Ann Finkbeiner, a science writer who had organized the program as an adjunct faculty member since the late 1980s, agreed that the drop was troubling. Calls to similar departments at other universities showed an overall decline in applications, she said.
But Finkbeiner decided to stop worrying about it and move forward with the applications she received. Earlier this month, the day she planned to extend invitations to the program, Newman told her not to.
"I was really blindsided," said Finkbeiner, who resigned soon after. "I had heard no hint of disapproval or, 'Can you beef this up?' or 'We have a problem here' or anything like that."
Alumni were equally surprised when they received an email from Finkbeiner.
"My heart sunk," said Virginia Hughes, a 2006 graduate who is a freelance writer in New York. "Being this institution about medicine and science, to get rid of this arm that does so much for communicating that science makes no sense to me."
The program gave aspiring writers some freedom in their studies as they worked on a yearlong thesis project. The size of the program was kept small, in part, because Finkbeiner was responsible for advising each of the students and reading each thesis.
Most graduates went on to successful careers in science writing, on staff or freelancing for such outlets as The Economist, Science, New Scientist, Radiolab and National Geographic.
The science media, like others in the news industry, have seen upheaval in recent years, program alumni said. However, the rise in blogs and websites has also created more opportunities to write, some said, though it takes persistence to freelance.
"It's a tough field. I can understand why there were fewer applications," said Geoff Brumfiel, an NPR reporter who graduated from the program in 2001 and previously wrote for the journal Nature. "The people who come into these programs are smart people."

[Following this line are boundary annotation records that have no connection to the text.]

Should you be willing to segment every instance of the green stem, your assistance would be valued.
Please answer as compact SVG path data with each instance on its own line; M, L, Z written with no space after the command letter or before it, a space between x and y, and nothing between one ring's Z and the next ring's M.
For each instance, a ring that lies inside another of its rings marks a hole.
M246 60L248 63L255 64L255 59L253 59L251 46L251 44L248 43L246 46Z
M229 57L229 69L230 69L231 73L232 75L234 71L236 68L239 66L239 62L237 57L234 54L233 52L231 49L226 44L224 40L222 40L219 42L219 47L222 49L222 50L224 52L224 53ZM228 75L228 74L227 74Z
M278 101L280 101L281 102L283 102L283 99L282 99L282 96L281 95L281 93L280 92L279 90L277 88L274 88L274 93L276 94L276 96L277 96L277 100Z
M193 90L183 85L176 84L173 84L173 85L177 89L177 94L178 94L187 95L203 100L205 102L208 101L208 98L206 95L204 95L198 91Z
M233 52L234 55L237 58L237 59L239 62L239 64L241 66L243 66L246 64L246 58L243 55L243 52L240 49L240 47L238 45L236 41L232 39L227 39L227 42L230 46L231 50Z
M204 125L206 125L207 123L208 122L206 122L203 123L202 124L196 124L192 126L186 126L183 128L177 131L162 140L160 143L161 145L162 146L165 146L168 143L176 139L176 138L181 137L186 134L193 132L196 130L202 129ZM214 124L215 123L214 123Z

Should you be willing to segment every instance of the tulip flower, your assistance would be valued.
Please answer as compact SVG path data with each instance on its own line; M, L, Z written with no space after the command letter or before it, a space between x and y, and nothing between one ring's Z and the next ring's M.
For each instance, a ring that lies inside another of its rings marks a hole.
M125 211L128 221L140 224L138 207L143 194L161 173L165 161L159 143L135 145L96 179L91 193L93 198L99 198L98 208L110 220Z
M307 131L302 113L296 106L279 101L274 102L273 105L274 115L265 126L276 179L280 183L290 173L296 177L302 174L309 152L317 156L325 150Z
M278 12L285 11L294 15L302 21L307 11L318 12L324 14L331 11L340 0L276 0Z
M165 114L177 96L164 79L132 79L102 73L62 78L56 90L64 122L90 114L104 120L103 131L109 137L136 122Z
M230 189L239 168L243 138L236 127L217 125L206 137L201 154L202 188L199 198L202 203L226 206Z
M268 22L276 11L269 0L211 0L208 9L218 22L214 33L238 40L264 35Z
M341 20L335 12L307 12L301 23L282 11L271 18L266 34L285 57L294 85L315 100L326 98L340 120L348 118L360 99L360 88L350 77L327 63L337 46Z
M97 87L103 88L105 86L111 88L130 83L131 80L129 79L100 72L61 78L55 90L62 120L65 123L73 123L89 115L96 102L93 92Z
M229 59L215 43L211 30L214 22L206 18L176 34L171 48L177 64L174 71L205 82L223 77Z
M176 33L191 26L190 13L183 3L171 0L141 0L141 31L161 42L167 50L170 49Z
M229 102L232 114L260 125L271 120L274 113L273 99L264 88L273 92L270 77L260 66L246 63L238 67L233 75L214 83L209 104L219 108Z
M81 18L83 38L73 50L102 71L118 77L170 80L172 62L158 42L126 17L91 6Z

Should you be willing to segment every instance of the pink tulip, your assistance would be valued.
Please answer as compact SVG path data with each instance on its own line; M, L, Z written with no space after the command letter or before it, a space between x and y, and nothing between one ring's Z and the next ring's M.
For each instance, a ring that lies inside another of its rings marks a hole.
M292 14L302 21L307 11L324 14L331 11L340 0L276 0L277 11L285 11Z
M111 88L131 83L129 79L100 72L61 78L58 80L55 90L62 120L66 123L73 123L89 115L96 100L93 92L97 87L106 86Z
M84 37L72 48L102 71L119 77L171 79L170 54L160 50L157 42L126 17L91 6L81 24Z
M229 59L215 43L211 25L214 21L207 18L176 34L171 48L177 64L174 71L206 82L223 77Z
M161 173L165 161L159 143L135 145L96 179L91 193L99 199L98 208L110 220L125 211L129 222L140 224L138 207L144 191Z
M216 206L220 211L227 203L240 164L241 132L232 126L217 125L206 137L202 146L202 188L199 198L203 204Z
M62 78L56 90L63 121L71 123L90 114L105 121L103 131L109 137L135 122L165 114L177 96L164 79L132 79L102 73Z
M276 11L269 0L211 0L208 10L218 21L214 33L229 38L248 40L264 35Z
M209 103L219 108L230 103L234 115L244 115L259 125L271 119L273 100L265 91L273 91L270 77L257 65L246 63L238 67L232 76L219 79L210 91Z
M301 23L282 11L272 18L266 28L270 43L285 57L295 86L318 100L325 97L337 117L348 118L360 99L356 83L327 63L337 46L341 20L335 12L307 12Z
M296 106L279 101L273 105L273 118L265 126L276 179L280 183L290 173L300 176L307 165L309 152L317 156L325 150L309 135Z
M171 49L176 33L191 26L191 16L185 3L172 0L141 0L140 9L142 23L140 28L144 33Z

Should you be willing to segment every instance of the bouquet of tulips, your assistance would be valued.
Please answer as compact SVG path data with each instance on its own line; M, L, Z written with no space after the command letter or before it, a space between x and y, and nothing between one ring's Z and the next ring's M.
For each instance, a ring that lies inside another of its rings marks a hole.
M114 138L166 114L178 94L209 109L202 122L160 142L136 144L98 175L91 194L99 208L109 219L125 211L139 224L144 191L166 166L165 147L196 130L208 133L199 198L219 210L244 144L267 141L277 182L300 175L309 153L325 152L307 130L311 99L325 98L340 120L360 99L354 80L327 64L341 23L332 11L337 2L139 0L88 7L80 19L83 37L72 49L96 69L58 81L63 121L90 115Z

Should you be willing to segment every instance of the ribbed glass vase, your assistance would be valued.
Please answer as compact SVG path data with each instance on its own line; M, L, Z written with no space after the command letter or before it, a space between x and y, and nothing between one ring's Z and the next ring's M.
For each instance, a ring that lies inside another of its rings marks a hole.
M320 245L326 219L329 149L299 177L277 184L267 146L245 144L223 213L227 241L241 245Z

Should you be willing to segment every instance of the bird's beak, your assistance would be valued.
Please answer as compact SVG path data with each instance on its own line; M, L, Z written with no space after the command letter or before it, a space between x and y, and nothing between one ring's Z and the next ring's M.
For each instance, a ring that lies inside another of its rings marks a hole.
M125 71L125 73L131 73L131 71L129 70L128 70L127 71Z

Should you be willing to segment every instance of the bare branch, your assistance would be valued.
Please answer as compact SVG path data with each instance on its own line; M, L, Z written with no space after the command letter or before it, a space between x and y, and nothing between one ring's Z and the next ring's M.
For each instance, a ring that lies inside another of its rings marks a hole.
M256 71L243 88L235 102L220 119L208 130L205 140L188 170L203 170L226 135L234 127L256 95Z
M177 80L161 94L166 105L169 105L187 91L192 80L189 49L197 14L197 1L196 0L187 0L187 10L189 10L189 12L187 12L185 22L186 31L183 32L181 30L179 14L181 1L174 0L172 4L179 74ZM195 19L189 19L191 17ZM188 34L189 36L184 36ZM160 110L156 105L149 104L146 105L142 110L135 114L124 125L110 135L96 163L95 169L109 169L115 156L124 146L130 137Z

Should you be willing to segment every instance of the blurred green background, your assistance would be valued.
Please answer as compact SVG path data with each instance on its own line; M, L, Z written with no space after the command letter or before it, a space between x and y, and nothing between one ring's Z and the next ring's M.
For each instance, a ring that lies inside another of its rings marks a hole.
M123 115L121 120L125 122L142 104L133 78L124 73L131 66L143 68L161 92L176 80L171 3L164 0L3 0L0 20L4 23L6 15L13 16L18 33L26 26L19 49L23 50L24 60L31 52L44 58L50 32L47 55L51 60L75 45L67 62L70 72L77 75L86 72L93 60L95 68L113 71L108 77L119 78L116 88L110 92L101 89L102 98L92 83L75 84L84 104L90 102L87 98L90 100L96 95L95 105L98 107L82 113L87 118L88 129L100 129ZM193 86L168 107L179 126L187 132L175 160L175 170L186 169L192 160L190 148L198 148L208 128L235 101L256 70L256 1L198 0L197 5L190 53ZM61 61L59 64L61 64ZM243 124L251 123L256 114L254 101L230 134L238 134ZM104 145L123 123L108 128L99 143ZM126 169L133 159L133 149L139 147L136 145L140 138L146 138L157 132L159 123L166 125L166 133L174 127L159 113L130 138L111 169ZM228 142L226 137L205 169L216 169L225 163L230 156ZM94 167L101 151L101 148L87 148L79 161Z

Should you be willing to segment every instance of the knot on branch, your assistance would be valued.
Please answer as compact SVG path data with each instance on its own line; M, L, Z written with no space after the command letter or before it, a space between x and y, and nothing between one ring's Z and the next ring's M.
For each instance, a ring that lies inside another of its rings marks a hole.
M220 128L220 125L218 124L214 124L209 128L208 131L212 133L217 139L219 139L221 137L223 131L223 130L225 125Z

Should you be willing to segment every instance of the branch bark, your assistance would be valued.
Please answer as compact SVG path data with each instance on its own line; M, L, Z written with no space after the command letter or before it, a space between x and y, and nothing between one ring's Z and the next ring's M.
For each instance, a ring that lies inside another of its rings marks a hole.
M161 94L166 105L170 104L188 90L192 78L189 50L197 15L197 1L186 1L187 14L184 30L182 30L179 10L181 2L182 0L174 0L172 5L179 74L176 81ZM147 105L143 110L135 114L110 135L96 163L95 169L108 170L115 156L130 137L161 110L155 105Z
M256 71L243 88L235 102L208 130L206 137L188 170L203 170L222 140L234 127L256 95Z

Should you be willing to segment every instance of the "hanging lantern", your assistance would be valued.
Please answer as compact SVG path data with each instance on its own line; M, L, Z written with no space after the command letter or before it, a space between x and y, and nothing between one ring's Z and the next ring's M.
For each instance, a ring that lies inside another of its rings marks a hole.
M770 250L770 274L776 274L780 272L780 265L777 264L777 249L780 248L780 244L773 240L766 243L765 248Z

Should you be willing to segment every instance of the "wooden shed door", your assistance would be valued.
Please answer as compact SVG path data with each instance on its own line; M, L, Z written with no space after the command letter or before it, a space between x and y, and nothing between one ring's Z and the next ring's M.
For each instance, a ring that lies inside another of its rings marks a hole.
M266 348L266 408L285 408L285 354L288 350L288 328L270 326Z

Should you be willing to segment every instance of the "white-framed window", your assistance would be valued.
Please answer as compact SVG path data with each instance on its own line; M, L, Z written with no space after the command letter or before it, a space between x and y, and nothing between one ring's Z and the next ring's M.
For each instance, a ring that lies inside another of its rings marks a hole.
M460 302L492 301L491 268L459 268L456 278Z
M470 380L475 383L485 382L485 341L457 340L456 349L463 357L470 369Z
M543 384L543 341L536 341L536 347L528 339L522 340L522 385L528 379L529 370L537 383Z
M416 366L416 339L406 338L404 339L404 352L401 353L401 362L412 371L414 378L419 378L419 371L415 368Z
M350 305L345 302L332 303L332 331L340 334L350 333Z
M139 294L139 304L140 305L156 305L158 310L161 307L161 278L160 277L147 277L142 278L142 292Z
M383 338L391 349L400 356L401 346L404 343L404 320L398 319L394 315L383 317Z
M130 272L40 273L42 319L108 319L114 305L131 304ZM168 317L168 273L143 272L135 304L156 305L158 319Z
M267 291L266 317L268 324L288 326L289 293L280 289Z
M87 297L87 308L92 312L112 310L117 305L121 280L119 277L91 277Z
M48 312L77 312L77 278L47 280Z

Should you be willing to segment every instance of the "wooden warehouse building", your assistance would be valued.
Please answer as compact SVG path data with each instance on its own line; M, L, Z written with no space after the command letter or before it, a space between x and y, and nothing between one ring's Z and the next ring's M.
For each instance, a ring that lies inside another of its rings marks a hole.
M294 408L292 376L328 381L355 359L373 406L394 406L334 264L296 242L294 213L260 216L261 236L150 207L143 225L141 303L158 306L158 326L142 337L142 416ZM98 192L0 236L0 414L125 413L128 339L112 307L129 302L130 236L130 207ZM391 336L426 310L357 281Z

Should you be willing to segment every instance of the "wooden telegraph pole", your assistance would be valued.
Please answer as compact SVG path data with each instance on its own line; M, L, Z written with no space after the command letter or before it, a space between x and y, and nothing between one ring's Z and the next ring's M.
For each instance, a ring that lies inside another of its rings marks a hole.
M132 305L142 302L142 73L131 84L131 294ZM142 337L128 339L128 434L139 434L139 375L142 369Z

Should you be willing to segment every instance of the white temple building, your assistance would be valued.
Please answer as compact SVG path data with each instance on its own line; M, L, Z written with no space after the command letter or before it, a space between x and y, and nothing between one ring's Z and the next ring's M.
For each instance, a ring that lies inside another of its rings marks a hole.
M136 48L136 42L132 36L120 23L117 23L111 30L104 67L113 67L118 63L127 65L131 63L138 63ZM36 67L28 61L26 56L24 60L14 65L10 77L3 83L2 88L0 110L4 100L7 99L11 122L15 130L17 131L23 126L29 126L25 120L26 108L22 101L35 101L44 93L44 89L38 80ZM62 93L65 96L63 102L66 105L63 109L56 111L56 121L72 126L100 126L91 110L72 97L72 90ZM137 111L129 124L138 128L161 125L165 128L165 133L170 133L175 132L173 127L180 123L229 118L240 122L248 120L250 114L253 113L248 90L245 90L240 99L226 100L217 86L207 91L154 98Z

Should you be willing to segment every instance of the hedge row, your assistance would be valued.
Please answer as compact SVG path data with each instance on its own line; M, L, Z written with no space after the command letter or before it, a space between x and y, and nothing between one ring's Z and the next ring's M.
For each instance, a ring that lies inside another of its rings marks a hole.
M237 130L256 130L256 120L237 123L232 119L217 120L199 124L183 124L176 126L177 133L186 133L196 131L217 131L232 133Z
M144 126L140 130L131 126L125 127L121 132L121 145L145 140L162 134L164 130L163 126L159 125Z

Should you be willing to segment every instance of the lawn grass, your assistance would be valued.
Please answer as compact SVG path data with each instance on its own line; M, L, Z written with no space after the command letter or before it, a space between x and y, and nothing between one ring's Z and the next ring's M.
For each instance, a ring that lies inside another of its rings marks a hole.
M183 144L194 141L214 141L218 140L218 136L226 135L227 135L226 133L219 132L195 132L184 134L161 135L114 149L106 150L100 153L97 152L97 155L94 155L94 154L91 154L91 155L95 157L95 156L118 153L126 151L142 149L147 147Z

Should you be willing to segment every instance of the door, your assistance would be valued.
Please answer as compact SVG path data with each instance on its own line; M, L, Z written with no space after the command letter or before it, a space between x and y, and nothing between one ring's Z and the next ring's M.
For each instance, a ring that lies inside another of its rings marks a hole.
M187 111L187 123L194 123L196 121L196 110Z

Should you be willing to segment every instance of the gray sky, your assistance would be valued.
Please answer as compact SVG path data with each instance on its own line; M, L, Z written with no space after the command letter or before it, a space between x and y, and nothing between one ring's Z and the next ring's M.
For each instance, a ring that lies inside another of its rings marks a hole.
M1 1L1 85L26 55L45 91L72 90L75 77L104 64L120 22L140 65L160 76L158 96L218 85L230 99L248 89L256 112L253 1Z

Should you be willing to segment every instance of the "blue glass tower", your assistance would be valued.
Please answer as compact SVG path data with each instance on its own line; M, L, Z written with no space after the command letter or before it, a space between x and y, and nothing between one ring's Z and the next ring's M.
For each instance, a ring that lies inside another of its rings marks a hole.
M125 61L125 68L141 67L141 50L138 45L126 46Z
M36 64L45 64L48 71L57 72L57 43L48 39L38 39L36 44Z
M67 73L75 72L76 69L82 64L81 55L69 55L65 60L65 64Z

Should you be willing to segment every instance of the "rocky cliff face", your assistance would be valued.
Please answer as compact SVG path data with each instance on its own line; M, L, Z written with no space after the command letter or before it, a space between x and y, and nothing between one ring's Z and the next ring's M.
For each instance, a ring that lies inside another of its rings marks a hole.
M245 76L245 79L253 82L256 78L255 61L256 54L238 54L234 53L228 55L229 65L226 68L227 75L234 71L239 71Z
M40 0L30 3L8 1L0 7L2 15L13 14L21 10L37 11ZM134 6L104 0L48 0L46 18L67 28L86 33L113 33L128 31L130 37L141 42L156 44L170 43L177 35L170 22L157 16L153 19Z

Other universities that offer science writing master's programs include Boston University, Columbia University, the Massachusetts Institute of Technology and the University of California, Santa Cruz. Hopkins also offers master's degrees focused on science and medical writing through a Washington-based program that is largely online.
Hopkins administrators said the science program grew increasingly different from the poetry- and fiction-writing seminars, which shifted from one-year Master of Arts degree programs to two-year Master of Fine Arts degree programs.
"That doesn't mean that I want, or that any of us want, science writing to disappear at Hopkins," said Mary Jo Salter, co-chairwoman of the writing seminars. "Quite the contrary."
Administrators plan to add more undergraduate science writing classes, potentially in specializations that include brain science, environmental science and public health. A large number of undergraduates seek double majors in science and the humanities and have shown interest in such classes, Salter said.
They hope to eventually add an option for undergraduates to stay a fifth year and earn a Master of Arts degree in science writing, similar to the old program, she said.
Alumni nevertheless were disappointed. Beefing up on science writing at the undergraduate level doesn't replicate what Rudacille called "a professional program," she said. The quality of the graduates should outweigh their numbers, she said.
"They're looking at where the sausage goes in rather than the product that comes out," Rudacille said.